No período de férias, é comum que a rotina de dormir e acordar fique mais flexível mas essa mudança pode desregular o relógio biológico

06/01/2026 16:33

Dormir e acordar mais tarde, flexibilizar horários e afrouxar a rotina são práticas comuns durante as férias. À primeira vista inofensivos, esses hábitos podem desregular o relógio biológico e provocar efeitos que vão além do cansaço eventual.

Segundo o otorrinolaringologista e médico do sono Nilson Maeda, do Hospital Paulista, variações frequentes nos horários de dormir e despertar podem comprometer tanto a saúde física quanto a mental.

No período de férias, é comum que a rotina de dormir e acordar fique mais flexível mas essa mudança pode desregular o relógio biológico
No período de férias, é comum que a rotina de dormir e acordar fique mais flexível mas essa mudança pode desregular o relógio biológico - SeventyFour/iStock

“Nas férias, é natural que as pessoas sigam mais o próprio ritmo interno. O problema surge quando essa variação se torna excessiva, especialmente quando ultrapassa duas horas em relação ao horário habitual”, explica o especialista. Esse desalinhamento entre o relógio biológico e as exigências sociais é conhecido como “jet lag social”.

Uso excessivo de telas e atividades noturnas

De acordo com o médico, a menor exposição à luz natural pela manhã e o aumento do contato com luz artificial à noite —sobretudo de telas— contribuem para atrasar o ritmo circadiano. “A luz é o principal sincronizador do organismo. Dormir e acordar mais tarde, associado ao uso excessivo de telas e a atividades noturnas, atrasa a liberação da melatonina e dificulta o início do sono”, afirma.

Os impactos desse descompasso não se restringem à qualidade do descanso. Estudos indicam que noites mal dormidas ou horários irregulares estão associados a pior desempenho cognitivo, alterações de humor e maior risco de distúrbios metabólicos e cardiovasculares. “A irregularidade do sono pode ser tão prejudicial quanto dormir pouco. Pessoas que oscilam muito os horários tendem a apresentar mais dificuldade de concentração, tomada de decisão e controle emocional”, alerta o médico.

Outro aspecto relevante é o caráter cumulativo desse desequilíbrio. Segundo o especialista, o organismo leva vários dias para se reajustar após períodos prolongados de desorganização do sono. “O relógio biológico se adapta, em média, de 30 a 60 minutos por dia. Quanto maior o desvio durante as férias, mais difícil tende a ser a retomada da rotina”, conclui.

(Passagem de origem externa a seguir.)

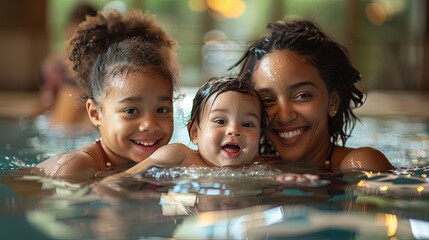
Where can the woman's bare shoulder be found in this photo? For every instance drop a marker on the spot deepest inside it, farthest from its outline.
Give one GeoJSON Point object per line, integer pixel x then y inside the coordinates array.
{"type": "Point", "coordinates": [365, 158]}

Para evitar a dificuldade de ressincronização do relógio biológico após o período de descanso, a recomendação é manter algum grau de regularidade, mesmo nos dias livres. “Não é preciso seguir regras rígidas, mas preservar um horário relativamente estável para acordar já faz muita diferença”, destaca o médico.

Como manter uma boa higiene do sono nas férias

• Tentar variar o horário de acordar no máximo entre 1 e 2 horas

• Buscar exposição à luz natural pela manhã, logo após despertar

• Reduzir o uso de telas e luz intensa à noite

• Evitar álcool e refeições pesadas próximo ao horário de dormir

• Manter o quarto escuro, silencioso e confortável

• Evitar cochilos longos durante o dia

“Férias devem ser sinônimo de descanso, não de exaustão. Com pequenos cuidados, é possível aproveitar o período sem prejudicar o sono e a saúde”, finaliza o médico.